Monday, April 11, 2005

Saul Bellow tributes

Often described as a writers' writer, Saul Bellow has been praised across the press since his death last week. Of particular interest, I thought were pieces by Christopher Hitchens in The Observer and James Wood in The Guardian.People disagreed about Bellow's final stature, but no one really disagreed with the quality of the prose. Most writers are called "beautiful" at one time or another, as most flowers are called pretty, but there are never very many really great prose writers alive.
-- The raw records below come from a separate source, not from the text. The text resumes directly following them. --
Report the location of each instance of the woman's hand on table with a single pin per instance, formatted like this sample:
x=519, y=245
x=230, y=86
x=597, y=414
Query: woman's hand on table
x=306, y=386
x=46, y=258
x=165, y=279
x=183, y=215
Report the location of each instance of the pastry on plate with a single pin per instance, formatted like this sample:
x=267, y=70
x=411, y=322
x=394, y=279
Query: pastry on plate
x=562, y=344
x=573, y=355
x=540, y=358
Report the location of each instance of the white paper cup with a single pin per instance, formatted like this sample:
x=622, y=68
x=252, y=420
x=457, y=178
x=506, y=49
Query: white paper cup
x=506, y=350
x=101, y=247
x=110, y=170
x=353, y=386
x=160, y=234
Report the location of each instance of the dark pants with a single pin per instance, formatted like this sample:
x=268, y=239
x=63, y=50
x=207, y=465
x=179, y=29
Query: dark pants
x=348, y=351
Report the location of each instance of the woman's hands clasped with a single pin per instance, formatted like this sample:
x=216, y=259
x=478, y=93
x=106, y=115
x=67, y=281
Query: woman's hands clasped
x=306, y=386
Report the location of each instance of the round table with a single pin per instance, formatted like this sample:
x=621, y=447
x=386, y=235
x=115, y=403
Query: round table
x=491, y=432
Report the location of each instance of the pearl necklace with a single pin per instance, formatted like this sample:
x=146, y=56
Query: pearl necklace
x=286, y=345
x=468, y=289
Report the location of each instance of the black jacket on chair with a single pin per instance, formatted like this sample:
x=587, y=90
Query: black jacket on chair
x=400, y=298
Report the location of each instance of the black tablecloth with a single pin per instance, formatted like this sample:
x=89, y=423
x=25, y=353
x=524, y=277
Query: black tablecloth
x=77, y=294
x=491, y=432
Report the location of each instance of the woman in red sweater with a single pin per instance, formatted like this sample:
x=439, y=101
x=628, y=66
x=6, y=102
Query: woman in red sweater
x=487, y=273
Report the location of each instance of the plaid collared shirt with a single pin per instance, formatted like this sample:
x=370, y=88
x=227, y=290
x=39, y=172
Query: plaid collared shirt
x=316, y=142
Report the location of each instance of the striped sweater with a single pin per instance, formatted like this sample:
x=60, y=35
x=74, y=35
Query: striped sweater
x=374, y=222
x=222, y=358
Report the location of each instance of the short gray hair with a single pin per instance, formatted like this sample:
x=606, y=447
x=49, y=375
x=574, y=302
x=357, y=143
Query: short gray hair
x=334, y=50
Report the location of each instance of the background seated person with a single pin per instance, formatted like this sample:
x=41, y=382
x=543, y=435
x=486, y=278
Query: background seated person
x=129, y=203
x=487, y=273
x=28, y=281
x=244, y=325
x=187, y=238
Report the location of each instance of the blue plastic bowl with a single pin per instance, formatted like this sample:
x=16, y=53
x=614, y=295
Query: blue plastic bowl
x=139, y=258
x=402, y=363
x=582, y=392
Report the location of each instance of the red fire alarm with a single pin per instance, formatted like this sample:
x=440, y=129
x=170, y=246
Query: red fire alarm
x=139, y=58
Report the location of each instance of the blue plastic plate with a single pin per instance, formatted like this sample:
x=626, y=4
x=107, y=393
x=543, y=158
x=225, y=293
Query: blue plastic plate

Bellow was one, to my mind the greatest of American prose stylists in the 20th century - and thus one of the greatest in American fiction. It was a prose for all seasons; it seemed to do more of what one wanted from prose than any other competitor. It was intensely lyrical and musical, its rhythms a pressing mingle of Yiddish, American, English, and Hebrew (after Lawrence, Bellow was the most biblical of modern writers in English); but it was also grounded in speech, and seemed incapable of preciousness (unlike, say, the lovely but often pampered lustres of an Updike); it was witty, metaphysical, sensuous, playful. Above all, Bellow saw the world anew. When he looked, say, at icicles hanging from a hospital roof, he saw them resembling the teeth of a large fish, and then saw the "clear drops burning at their tips". Burning! When he described a younger man helping an old man across a street, he noted the "big but light elbow" of the old man. Big but light! There indeed was a writer attending to the world, attending to the body, missing nothing.